Коулман почувствовал: Смит-Питерсы сомневаются в этой гипотезе и чувствуют, что и сама Инес в нее не верит.
– Переулки, – сказал Коулман. – Переулки Венеции. Если кому-то взбрело в голову ударить вас по голове и отобрать ваши деньги – тут и канал под боком. Скинул туда тело – и концы в воду.

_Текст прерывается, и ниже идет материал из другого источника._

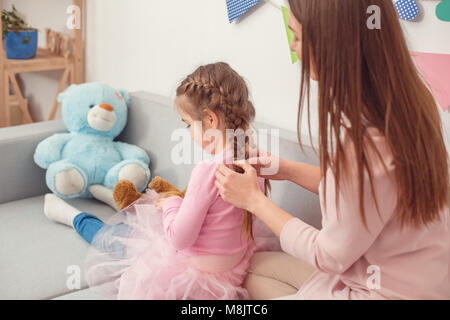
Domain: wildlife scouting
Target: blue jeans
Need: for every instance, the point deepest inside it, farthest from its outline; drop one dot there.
(88, 226)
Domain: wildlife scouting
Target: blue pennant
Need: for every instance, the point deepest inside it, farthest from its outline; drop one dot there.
(407, 9)
(236, 8)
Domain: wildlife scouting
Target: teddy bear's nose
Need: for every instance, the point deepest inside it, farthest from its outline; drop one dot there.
(106, 106)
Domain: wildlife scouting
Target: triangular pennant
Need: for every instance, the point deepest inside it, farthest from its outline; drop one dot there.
(236, 8)
(289, 33)
(435, 68)
(443, 10)
(407, 9)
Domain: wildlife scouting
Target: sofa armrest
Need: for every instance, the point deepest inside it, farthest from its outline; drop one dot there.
(20, 177)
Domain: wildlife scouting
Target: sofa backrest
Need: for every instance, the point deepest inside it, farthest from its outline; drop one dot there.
(152, 121)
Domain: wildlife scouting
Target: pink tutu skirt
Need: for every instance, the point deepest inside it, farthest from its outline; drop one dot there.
(139, 263)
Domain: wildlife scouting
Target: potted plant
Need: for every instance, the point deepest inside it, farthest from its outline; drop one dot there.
(20, 39)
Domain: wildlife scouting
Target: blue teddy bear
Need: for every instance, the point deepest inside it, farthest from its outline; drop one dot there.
(86, 160)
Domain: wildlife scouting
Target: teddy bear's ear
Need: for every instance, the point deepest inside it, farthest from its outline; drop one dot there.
(64, 94)
(126, 96)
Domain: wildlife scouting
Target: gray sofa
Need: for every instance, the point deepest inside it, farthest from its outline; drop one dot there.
(36, 254)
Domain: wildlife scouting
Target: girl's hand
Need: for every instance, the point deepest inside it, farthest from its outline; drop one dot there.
(241, 190)
(267, 165)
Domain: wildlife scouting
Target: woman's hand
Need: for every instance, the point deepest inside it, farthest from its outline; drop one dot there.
(267, 165)
(241, 190)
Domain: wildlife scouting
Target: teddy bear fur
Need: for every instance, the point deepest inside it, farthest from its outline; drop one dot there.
(125, 192)
(95, 114)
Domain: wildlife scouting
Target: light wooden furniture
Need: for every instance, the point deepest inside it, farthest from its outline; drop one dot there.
(56, 56)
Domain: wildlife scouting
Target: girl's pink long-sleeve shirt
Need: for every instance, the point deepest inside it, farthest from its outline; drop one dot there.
(382, 262)
(203, 223)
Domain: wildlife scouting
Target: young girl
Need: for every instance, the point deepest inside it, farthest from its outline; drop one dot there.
(198, 247)
(384, 175)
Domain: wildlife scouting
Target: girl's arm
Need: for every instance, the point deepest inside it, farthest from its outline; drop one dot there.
(183, 218)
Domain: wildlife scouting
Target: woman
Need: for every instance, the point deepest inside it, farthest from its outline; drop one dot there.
(384, 178)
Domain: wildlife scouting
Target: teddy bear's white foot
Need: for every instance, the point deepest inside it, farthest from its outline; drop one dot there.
(69, 182)
(103, 194)
(135, 174)
(59, 211)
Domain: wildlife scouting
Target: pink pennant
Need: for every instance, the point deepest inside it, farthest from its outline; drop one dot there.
(435, 68)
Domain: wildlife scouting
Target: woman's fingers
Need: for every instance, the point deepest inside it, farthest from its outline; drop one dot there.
(248, 168)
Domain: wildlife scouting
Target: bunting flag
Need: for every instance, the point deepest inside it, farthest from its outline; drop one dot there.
(289, 33)
(443, 10)
(435, 68)
(236, 8)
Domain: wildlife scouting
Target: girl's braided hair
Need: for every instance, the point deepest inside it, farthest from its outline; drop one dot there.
(219, 88)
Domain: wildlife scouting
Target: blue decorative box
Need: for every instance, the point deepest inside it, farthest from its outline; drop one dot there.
(21, 45)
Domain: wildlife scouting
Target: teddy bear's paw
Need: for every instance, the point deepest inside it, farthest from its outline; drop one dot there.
(69, 182)
(160, 185)
(125, 193)
(134, 173)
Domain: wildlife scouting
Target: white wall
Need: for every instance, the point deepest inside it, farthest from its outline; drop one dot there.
(159, 42)
(152, 44)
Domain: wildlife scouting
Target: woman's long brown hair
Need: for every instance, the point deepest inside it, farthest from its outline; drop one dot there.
(221, 89)
(369, 74)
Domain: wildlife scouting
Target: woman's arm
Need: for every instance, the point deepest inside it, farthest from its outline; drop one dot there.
(304, 175)
(343, 239)
(274, 168)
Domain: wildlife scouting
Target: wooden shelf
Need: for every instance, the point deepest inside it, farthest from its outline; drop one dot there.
(43, 61)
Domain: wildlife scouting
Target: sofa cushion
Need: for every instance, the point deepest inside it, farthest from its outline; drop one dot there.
(36, 252)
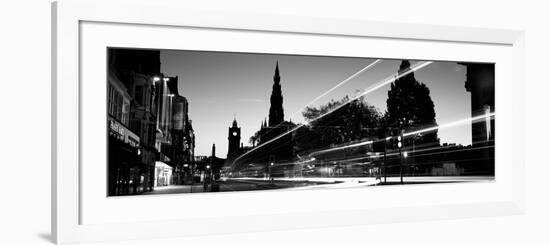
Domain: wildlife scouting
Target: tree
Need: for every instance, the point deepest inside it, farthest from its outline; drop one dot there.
(337, 122)
(410, 107)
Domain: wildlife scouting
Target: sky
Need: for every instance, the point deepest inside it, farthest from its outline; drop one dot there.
(220, 86)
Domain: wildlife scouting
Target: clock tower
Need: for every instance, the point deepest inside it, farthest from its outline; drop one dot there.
(234, 139)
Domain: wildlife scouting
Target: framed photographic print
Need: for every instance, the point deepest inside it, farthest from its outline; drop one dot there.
(188, 122)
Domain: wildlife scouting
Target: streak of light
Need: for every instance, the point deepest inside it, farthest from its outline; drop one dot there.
(370, 89)
(447, 125)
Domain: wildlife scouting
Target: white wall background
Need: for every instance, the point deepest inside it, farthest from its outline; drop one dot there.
(25, 122)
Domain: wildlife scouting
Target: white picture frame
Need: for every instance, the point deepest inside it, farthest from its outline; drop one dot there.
(68, 18)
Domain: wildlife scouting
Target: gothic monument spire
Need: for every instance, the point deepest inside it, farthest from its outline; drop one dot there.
(276, 113)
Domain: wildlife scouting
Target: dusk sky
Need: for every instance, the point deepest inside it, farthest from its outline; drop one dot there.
(219, 85)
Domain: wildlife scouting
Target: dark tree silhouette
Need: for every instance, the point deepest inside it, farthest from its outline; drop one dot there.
(354, 121)
(410, 107)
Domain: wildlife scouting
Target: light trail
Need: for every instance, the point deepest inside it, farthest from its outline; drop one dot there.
(370, 89)
(447, 125)
(452, 124)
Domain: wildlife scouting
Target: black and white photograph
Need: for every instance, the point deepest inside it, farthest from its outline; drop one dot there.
(187, 121)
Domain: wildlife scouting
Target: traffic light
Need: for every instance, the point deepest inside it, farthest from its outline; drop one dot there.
(399, 144)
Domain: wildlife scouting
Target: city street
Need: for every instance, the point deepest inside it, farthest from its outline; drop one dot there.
(233, 185)
(254, 184)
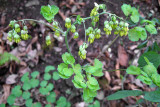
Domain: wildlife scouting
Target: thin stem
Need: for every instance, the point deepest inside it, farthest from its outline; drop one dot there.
(66, 40)
(41, 23)
(112, 42)
(84, 30)
(124, 80)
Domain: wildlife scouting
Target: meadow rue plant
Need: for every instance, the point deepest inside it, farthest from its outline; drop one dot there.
(84, 77)
(31, 81)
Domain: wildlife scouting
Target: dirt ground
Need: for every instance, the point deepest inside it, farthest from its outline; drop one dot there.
(111, 82)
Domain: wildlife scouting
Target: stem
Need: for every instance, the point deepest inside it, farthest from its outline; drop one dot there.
(66, 40)
(41, 23)
(112, 42)
(84, 30)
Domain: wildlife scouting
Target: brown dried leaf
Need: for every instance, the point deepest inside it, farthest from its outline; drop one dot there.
(122, 56)
(6, 89)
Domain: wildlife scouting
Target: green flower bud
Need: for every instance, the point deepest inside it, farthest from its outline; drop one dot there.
(73, 29)
(76, 35)
(68, 20)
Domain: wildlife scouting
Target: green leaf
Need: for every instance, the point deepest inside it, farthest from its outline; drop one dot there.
(153, 57)
(34, 74)
(135, 15)
(34, 82)
(26, 86)
(43, 83)
(2, 105)
(49, 68)
(96, 104)
(124, 93)
(137, 33)
(61, 102)
(88, 95)
(48, 12)
(25, 77)
(142, 45)
(68, 58)
(37, 104)
(151, 29)
(56, 76)
(133, 70)
(153, 96)
(26, 95)
(11, 99)
(28, 102)
(50, 87)
(126, 9)
(47, 76)
(48, 105)
(43, 91)
(145, 79)
(51, 98)
(16, 91)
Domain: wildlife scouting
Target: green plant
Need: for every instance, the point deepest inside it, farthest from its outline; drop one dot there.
(86, 80)
(31, 81)
(7, 57)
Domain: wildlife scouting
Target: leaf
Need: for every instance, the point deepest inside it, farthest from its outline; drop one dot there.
(133, 70)
(11, 99)
(153, 57)
(153, 96)
(124, 93)
(34, 74)
(28, 102)
(61, 102)
(49, 68)
(43, 83)
(47, 76)
(126, 9)
(16, 91)
(151, 29)
(56, 76)
(7, 57)
(145, 79)
(68, 58)
(51, 98)
(137, 33)
(34, 82)
(48, 12)
(26, 95)
(135, 15)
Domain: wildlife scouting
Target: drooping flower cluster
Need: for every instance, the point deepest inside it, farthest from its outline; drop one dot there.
(82, 51)
(16, 34)
(121, 28)
(93, 33)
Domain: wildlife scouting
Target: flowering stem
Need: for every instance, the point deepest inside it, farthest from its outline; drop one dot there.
(41, 23)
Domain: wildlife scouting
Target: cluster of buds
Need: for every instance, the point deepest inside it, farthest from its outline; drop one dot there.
(73, 28)
(68, 23)
(24, 33)
(82, 51)
(93, 34)
(13, 35)
(120, 28)
(76, 35)
(48, 40)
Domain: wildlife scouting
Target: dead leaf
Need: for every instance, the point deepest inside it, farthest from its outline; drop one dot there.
(11, 79)
(122, 56)
(4, 97)
(118, 73)
(107, 76)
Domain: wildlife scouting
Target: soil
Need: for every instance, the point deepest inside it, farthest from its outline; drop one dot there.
(11, 9)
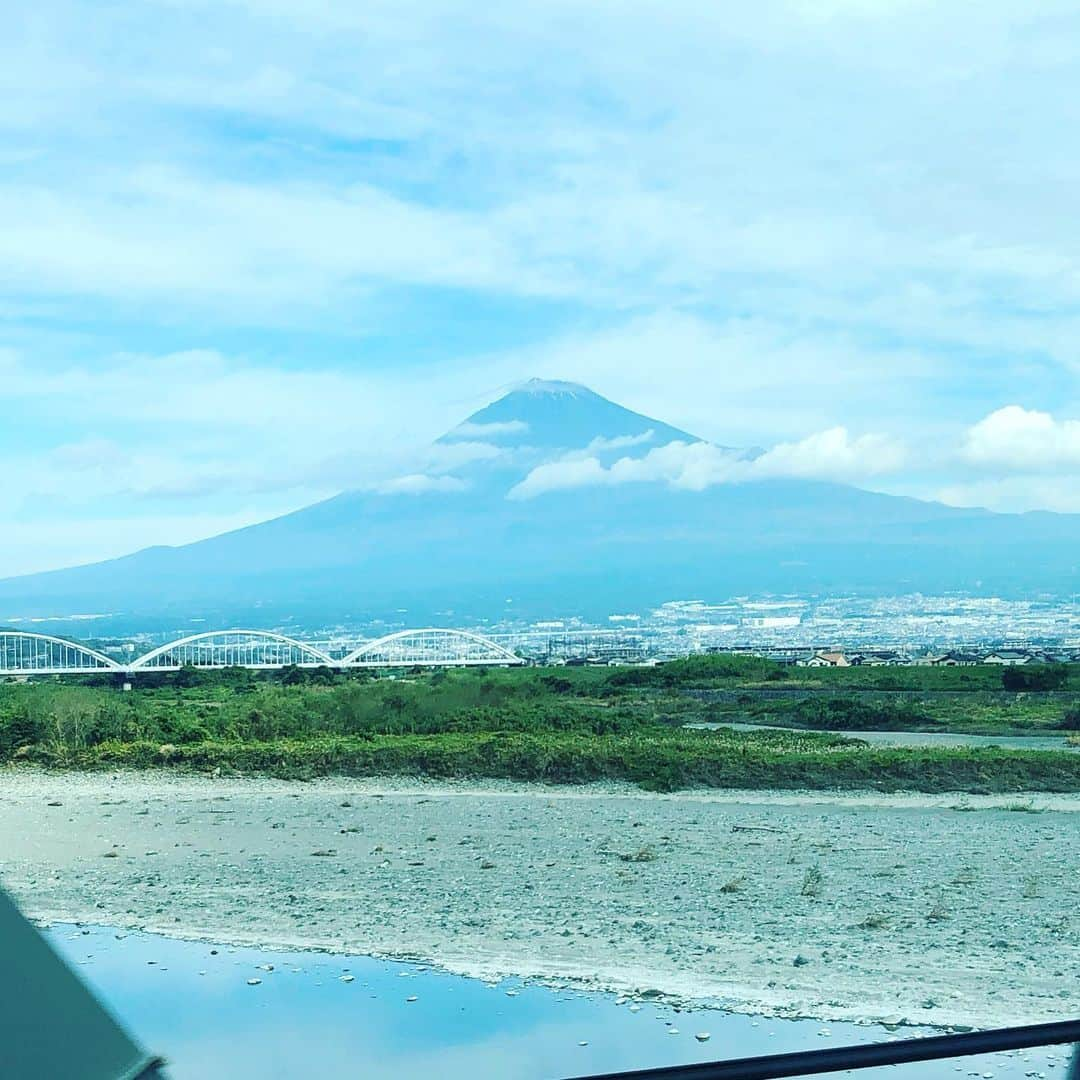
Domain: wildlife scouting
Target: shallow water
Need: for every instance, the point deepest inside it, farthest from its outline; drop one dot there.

За соседним столом, занятым американцами, было шумно. Смех одного из них походил на собачий лай.
– Какая ужасная мысль! – сказала Лаура, закатывая голубые глаза, и посмотрела на мужа.
– Вы никого не видели поблизости, когда его высаживали? – спросил Френсис.
– Я не вылезал из катера, а потому мало что видел, – ответил Коулман. – Не помню. Я развернул катер и направился к Сан-Марко.
– А где в тот вечер был Коррадо? – поинтересовалась Лаура у Инес.
Инес пожала плечами, не глядя на Лауру:
– Дома? Не знаю.
Этот же вопрос Инес задавала Коулману.
– Я его искал. Но ведь шел уже второй час ночи, – сказал Коулман.
Он посмотрел на дверь и вздрогнул, резко подался вперед и тут же опустил взгляд на стол. В дверь вошел Рей.
– Что с тобой? – спросила Инес.
– Чуть… чуть не проглотил оливковую косточку, – сказал Коулман.
Он понял не глядя, что Рей вышел, заметив его.
– Я таки проглотил ее, – пробормотал Коулман, улыбаясь, так как в подтверждение своих слов не мог достать косточку изо рта.
Слава богу, Инес настолько была поглощена им, что не заметила Рея, а Смит-Питерсы сидели к двери спиной. У Рея появилась бородка. Он выскочил на улицу почти с той же скоростью, с какой Коулман подпрыгнул на стуле.
– Фу! Пережил неприятную минутку. Испугался, что она попала в трахею, – сказал Коулман и рассмеялся.
Остальные после этого принялись говорить о чем-то другом, но Коулман не слышал ни слова. Рей жив, он действует на свой страх и риск, и он опасен. Что у него на уме? Он явно не пытается навести на Коулмана полицию, иначе уже сделал бы это. Или полиция сейчас собирает силы у входа? Коулман снова украдкой посмотрел на дверь. Из бара выходили два высоких человека, они смеялись и двигались медленно. На двери, как и на окнах, было серое матовое стекло – через такое трудно что-то увидеть. Прошло не меньше пяти минут, но ничего не случилось.
Коулман заставил себя принять участие в разговоре.
Где может прятаться Рей? Где бы он ни провел прошедшую неделю, ему сегодня придется поменять убежище из-за фотографии в газете, если только он не сказал правду тому, у кого живет, но Коулман посчитал такое маловероятным. Или у Рея есть здесь близкие друзья? Коулманом овладевали злость и страх. Живой Рей представлял для него огромную опасность, риск быть обвиненным в покушении на убийство. Даже в двух покушениях. И второе могло быть доказано: кто-то должен был видеть Рея в воде той ночью – тот, кто и вытащил его. Или если он каким-то чудом доплыл до Пьяццале, кто-нибудь, а то и несколько человек могли видеть его мокрым в ту ночь. Коулман пришел к выводу, что ему придется завершить дело и устранить Рея. И хотя он понимал, что его толкают на это эмоции, главным образом страх, такая мысль казалась ему обоснованной, и эта логика вскоре найдет для него метод понадежнее, чем те, что он использовал раньше.